Saturday, November 13, 2010

Report on the Conference on Pius XI at Brown University, Rhode Island. The revised press release.

Earlier I posted a news release on the recent Brown University sponsered conference on Pius XI.  There were several mistakes in the first release and some careful revision has been done.  I will leave the original release on the blog because I think it makes a valuable point relevant to my interest in Pius XII.  In the rush to get the news "out there" accuracy is often sacrificed to expediency.  Taking time to "get it right" the first time is always preferable to having to correct mistakes and ommissions.  And from the historians' perspective, it is often the first bulletin that is remembered and re-used.  The historical accuracy about Pius XI and Pius XII has suffered because of a lack of patience to understand a very complex part of history.

Conference on Pius XI Debates Papal Role in WWII


A two-day conference, “Pius XI and America”, recently brought international scholars to Brown to discuss newly released documents from the Vatican archives.
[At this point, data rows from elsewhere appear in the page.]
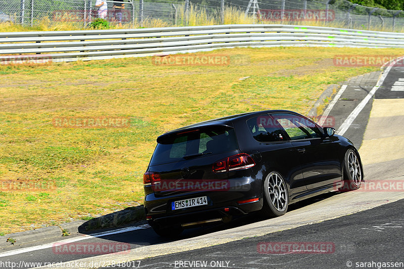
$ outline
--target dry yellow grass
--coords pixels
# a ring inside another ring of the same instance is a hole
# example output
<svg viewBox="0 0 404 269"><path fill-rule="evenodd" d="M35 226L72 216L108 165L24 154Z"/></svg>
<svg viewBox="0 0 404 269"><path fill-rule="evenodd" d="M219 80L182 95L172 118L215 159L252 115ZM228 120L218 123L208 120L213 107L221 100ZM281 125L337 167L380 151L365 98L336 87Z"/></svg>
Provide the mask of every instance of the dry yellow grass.
<svg viewBox="0 0 404 269"><path fill-rule="evenodd" d="M157 66L142 58L0 66L0 179L56 185L40 191L0 191L0 234L141 202L142 174L159 134L267 108L306 114L329 84L378 69L335 67L335 55L400 52L239 48L198 53L229 55L228 66ZM106 116L130 117L131 127L52 124L55 117Z"/></svg>

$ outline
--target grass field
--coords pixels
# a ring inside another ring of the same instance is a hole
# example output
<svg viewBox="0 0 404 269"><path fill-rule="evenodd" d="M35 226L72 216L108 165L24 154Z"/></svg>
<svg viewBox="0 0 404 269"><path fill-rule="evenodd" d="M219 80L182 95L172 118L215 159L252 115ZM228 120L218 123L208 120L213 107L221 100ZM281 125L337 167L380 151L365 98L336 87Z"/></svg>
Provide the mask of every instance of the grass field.
<svg viewBox="0 0 404 269"><path fill-rule="evenodd" d="M0 66L0 179L49 186L0 192L0 234L88 220L141 203L142 175L158 135L248 111L307 114L328 85L379 68L336 67L335 55L400 53L234 48L198 54L229 56L226 66L159 66L141 58ZM53 124L57 117L104 116L129 117L130 126Z"/></svg>

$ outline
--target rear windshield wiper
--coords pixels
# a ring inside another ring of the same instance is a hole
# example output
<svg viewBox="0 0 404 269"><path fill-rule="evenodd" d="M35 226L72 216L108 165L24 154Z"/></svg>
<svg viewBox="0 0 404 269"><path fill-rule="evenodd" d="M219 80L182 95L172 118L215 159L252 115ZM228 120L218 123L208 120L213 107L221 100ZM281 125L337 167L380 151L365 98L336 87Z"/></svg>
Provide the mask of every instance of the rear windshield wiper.
<svg viewBox="0 0 404 269"><path fill-rule="evenodd" d="M199 157L200 156L203 156L204 155L208 155L208 154L212 154L212 152L205 152L204 153L197 153L197 154L191 154L189 155L184 155L182 156L185 159L191 159L192 158L195 158L196 157Z"/></svg>

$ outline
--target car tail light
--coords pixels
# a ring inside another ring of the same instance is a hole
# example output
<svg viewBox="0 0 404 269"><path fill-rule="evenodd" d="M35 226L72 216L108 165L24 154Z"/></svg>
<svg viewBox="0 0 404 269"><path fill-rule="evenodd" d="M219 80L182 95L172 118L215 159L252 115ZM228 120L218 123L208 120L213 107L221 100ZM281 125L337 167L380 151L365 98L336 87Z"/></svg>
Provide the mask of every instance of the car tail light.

They discussed the papacy of Pope Pius XI and his relationship with the United States and Nazi and fascist leaders in Europe.
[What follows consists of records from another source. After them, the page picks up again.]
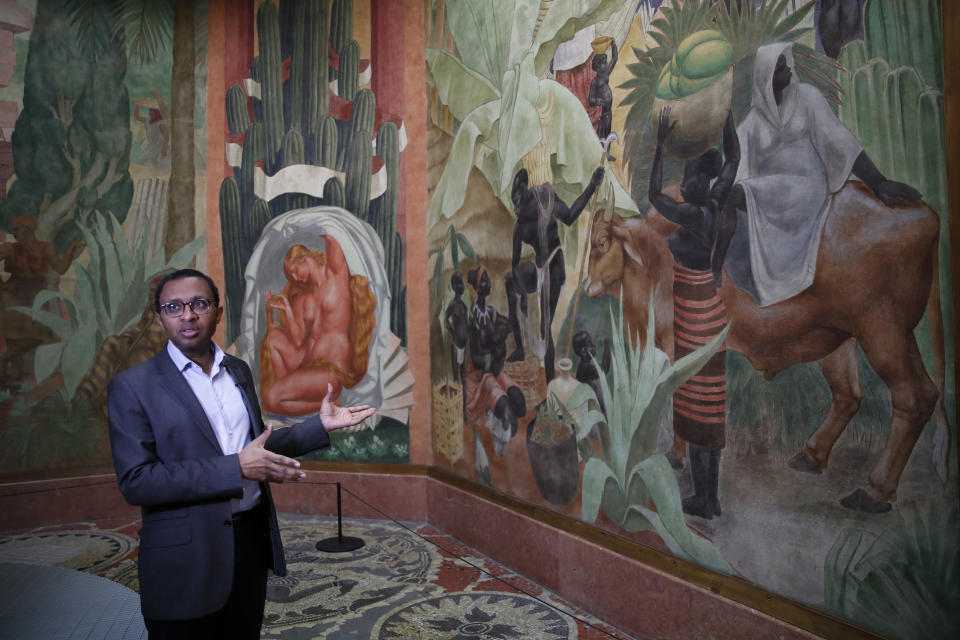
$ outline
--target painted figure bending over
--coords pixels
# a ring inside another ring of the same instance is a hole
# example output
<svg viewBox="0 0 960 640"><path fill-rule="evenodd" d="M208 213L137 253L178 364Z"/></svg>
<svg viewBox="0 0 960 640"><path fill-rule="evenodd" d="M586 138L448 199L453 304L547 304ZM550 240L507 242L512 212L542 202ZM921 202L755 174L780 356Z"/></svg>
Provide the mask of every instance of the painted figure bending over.
<svg viewBox="0 0 960 640"><path fill-rule="evenodd" d="M334 398L366 373L376 298L367 278L351 276L343 250L323 236L324 251L287 251L283 293L266 301L260 344L260 392L269 412L299 416L319 409L314 390L333 385Z"/></svg>
<svg viewBox="0 0 960 640"><path fill-rule="evenodd" d="M720 225L713 270L718 284L746 211L750 266L761 307L786 300L813 282L831 197L852 171L888 207L920 193L887 180L816 87L798 82L791 43L757 49L753 105L737 128L742 157Z"/></svg>
<svg viewBox="0 0 960 640"><path fill-rule="evenodd" d="M520 305L520 311L526 314L527 294L538 293L540 340L546 343L543 363L547 382L553 380L554 376L555 347L550 327L557 310L557 301L560 299L560 289L567 277L557 222L566 225L576 222L590 196L602 181L603 167L597 167L590 176L587 188L572 206L567 207L563 200L557 197L552 184L529 186L526 169L518 171L513 179L511 199L517 221L513 227L512 268L507 272L504 281L507 289L507 303L510 307L510 326L517 346L508 360L511 362L523 360L523 337L520 332L520 320L517 317L517 304ZM520 262L523 243L533 247L534 262Z"/></svg>
<svg viewBox="0 0 960 640"><path fill-rule="evenodd" d="M594 395L597 396L597 403L600 405L600 411L606 413L603 404L603 393L600 389L600 371L607 373L610 371L610 342L607 341L607 348L603 354L603 361L600 363L600 371L597 370L597 349L593 345L590 334L586 331L578 331L573 334L571 341L573 352L580 358L577 364L577 381L590 385Z"/></svg>
<svg viewBox="0 0 960 640"><path fill-rule="evenodd" d="M110 381L110 449L120 492L140 507L140 605L151 640L259 638L267 571L286 575L271 482L305 477L288 456L330 446L368 406L288 429L261 418L250 367L213 342L223 316L209 276L183 269L154 293L166 348Z"/></svg>
<svg viewBox="0 0 960 640"><path fill-rule="evenodd" d="M476 291L477 298L470 310L467 329L470 361L464 389L466 417L473 424L490 427L494 451L502 454L517 432L517 419L527 412L527 402L517 383L503 371L510 323L487 304L490 275L480 266L467 273L467 282Z"/></svg>
<svg viewBox="0 0 960 640"><path fill-rule="evenodd" d="M660 114L657 151L650 175L650 203L680 225L667 241L673 253L674 358L702 348L727 324L727 310L710 268L716 223L740 162L740 145L727 115L723 155L710 149L683 168L683 202L664 195L663 144L673 126L670 108ZM713 186L710 183L713 180ZM687 443L694 493L683 499L684 513L710 519L720 515L720 454L726 444L726 357L721 347L704 367L673 394L673 431Z"/></svg>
Scholars who attended the conference came from Italy, Canada, England, Finland, and the United States. It was the third of three conferences since 2006, when current Pope Benedict XVI opened the Vatican pre-WWII archives. This conference was hosted by Provost David Kertzer and conducted in Italian and English. Kertzer is one of three scholars who initiated the network and the series of conferences.

Conference discussion focused on Pius XI, who led the church from 1922 until his death in 1939, the Holy See, and their relationship with the United States. Inevitably, comparisons were drawn between Pius XI and his successor Pius XII, around whom a good deal of controversy has swirled. Eugenio Pacelli, who became Pope Pius XII, served from 1930 until his elevation to the papacy in 1939 as the Secretary of State to Pius XI.

Among the key topics that the newly available documents shed a great deal of light on is Pius XI’s relationship with Pietro Tacchi Venturi, a Jesuit who served as the unofficial liaison between the pope and Benito Mussolini. The newly available documentation chronicles scores of one-on-one meetings between the pope’s emissary and Mussolini on a wide variety of topics.

The network of scholars around Pius XI was established in 2006 by Kertzer, Alberto Melloni, director of the Fondazione per le Scienze Religiose Giovanni XXIII in Italy, and Professor Hubert Wolf of University of Münster in Germany.

Conference attendees, drawn from this network, are all engaged in research in the newly opened archives, chronicling a dramatic period in European and world history. During the conference the scholars shared and discussed their works, including presentations by a number of graduate students who have been writing doctoral dissertations based on these materials.

Melloni delivered concluding remarks, summarizing the current body of work that has occurred since the first conference. He spoke specifically about the network, and about collaboration of the network with a group based at the Ecole Française de Rome.

The two earlier conferences were held June 2009 in Milan and a March 2010 in Münster. Alberto Melloni was host of the second conference. Wolf, host of the first, could not attend this third conference.